The main goal of this step is to receive a cleaned text (opportunity description) without stop words, numbers, emails, URLs, etc. For example here is a description before preprocessing:

General Purpose of Position: The Family Therapist is responsible for performing a wide variety of patient care
activities as directed by the attending Physician, Medical Director andClinical Director. This position is
responsible for a patient caseload and provides in-depth individual, family, and group counseling. Counseling
includes the ongoing completion of psychosocial and bio-psychosocial assessments. The Family Therapist collaborates
with the Clinical Team to develop individualized treatment plans and assists in coordinating discharge planning.
This position follows patients' progress from a psychological standpoint, beginning with admittance through
discharge. During this time, the Family Therapist maintains frequent and open communication with the Clinical
Director and Therapists regarding any issues or problems. Primary Responsibilities (include but are not limited to):
Establish individualized family therapy programs, through face to face and/or phone communication with families of
Sunspire Health patients.
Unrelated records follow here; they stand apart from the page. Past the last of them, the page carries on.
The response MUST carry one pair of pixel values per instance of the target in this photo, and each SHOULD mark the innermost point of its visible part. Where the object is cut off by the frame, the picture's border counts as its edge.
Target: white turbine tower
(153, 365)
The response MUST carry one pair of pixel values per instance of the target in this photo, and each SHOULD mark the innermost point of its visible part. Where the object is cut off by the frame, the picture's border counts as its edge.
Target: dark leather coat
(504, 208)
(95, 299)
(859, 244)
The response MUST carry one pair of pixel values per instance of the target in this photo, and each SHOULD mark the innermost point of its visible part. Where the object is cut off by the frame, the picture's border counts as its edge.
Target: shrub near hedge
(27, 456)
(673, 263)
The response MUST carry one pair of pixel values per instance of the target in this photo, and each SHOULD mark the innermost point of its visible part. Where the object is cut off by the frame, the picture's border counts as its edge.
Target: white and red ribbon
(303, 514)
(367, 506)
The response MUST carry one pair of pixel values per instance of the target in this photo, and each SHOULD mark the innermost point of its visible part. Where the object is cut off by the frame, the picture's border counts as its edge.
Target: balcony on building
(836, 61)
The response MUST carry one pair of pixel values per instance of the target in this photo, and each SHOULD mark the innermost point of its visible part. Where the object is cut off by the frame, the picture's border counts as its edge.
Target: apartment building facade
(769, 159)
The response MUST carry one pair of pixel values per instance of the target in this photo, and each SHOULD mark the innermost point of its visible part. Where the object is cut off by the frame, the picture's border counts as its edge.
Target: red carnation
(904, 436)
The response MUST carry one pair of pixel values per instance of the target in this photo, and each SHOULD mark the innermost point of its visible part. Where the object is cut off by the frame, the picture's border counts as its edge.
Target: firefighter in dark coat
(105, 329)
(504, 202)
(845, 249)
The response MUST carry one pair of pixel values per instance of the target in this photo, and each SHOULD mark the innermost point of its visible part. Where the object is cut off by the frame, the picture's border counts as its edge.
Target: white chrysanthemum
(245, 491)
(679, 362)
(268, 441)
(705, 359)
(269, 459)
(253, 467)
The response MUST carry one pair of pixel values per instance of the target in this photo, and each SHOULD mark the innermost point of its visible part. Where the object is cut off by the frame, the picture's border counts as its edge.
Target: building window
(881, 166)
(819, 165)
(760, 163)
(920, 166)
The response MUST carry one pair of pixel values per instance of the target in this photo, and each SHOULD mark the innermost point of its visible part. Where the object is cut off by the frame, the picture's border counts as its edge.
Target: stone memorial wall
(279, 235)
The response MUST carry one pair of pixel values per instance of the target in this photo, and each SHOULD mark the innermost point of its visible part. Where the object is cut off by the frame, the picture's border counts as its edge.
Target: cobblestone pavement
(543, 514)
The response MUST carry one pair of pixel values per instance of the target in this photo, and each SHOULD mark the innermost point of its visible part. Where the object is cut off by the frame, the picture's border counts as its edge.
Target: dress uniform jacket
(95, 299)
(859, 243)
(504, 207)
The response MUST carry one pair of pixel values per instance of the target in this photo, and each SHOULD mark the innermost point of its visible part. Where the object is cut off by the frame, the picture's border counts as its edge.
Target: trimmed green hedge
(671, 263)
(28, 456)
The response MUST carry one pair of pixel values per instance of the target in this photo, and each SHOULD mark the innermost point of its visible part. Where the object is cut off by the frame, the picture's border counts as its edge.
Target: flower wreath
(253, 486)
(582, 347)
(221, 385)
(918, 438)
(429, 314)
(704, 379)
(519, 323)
Conduct and evaluate family assessments...

And after:

purpose ||| therapist perform variety care activity as direct physician | director director ||| caseload | depth |
family | group counsel ||| counsel include completion bio | assessment ||| family therapist collaborate develop
treatment plan assist discharge plan ||| follow patient | progress standpoint | begin admittance discharge ||| |
therapist maintain communication director therapist issue problem ||| | include but limit | ||| | establish therapy
program | face face | or communication family sunspire health patient ||| | conduct evaluate assessment ||| |
conduct family counsel session patient ||| | referral resource patient | family area ||| | coordinate patient |
family patient treatment plan discharge | aftercare plan ||| | basis | coordinate lead retreat consist group therapy
| lecture question answer period | facility | finalization discharge aftercare plan ||| | participate | site
activity that relate therapy ||| | create group group sunspire health facility | focus system issue recovery ||| |
maintain documentation family counsel activity ||| | may ask complete review | utilization review | as ||| | |
college or university psychology | | or field ||| | health set ||| family therapist | | maintain licensure | lcs w |
lmh c | lmf t | aarn p. | acquire licensure ||| |license proof insurance ||| | maintain cp r aid certification ||| |
strong ||| | detail ||| | pressure as as ||| | strong | ||| | structure english language mean spell word | rule
composition | grammar ||| | principle process service ||| include assessment| standard service | evaluation
satisfaction ||| | behavior performance | difference | personality | | learn motivation | research method |
assessment treatment disorder ||| | patient | patient service resolve issue ||| | acumen ||| | car f standard ||| |
problem review develop evaluate option implement solution ||| | logic reason identify strength weakness solution |
conclusion or approach problem ||| | cost benefit action choose ||| | handle priority urgency ||| | communication | |
presentation ||| | | people ||| as||| | other | reaction | understand react ||| as | adjust action relation other |||
| bring other try reconcile  difference||

To build a model for text data, we typically have to convert free-form text into numeric feature vectors. In our experiment, we use Extract N-Gram Features from Text module to transform the text data into such format. This module takes a column of whitespace-separated words and computes a dictionary of words, or N-grams of words, that appear in your dataset. Then, it counts how many times each word, or N-gram, appears in each record, and creates feature vectors from those counts. In our experiment we set N-gram size to 2, so our feature vectors include single words and combinations of two subsequent words.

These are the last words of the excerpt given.